Another explanation relates to the unique nature of the Seder night. The Torah refers to the first night of Pesach as “Leil Shimurim” or the night of watching or guarding. One interpretation of this title is that the Jewish people are protected from all sorts of physical and spiritual harm on this night. Accordingly, many have the custom to not recite the full text of Kri’at Shema al HaMitah (the prayer before going to sleep) as this prayer is intended to request protection from God and that is not as necessary on this night.
Rabbi Dovid Kahn suggests that part of this night of protection is that the Jewish people are also spiritually protected from violating Jewish law, and particularly the laws of Shabbat that are punishable by death or excision. Therefore, the rabbis were not concerned that a Jew would carry his matzah in the street.

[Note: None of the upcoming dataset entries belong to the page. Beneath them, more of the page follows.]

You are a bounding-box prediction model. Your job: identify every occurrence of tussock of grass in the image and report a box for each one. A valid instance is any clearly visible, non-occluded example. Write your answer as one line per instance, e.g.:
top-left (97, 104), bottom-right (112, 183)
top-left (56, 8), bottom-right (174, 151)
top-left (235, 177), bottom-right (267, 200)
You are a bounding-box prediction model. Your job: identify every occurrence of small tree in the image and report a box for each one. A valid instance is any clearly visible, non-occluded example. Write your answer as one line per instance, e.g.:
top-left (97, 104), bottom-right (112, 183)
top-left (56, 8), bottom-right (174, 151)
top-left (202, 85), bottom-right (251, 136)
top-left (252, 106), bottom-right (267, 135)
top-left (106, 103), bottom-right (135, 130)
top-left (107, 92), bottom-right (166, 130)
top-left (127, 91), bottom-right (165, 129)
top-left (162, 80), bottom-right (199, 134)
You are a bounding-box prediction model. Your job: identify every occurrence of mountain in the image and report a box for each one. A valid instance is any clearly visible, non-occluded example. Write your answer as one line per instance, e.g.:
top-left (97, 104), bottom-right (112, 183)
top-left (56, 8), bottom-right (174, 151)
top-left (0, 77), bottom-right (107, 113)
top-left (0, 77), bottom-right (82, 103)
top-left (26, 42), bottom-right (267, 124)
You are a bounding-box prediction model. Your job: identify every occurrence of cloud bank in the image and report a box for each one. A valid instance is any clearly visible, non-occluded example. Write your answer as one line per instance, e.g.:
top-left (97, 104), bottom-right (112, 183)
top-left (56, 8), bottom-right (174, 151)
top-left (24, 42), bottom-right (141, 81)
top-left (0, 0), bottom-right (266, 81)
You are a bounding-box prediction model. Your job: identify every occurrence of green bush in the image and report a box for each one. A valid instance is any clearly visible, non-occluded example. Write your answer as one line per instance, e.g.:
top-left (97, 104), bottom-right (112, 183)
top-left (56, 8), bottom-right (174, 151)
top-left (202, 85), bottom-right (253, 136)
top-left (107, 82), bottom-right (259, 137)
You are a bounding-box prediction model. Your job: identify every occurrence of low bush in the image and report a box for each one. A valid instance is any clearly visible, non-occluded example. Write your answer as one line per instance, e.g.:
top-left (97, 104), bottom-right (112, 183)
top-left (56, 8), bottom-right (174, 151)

Even though these are distinct answers to our opening question perhaps we can suggest that they are connected in a certain way. Pesach brings us back to our roots and we are therefore protected from violating the Shabbat. Yerushalayim has the same impact on us. We are more attuned to our true nature when we are all in Yerushalyim together for the holiday pilgrimage. This combination of Pesach and Yerushalayim brings out our true selves and therefore the rabbis were not concerned that we would unintentionally sin by carrying the matzah.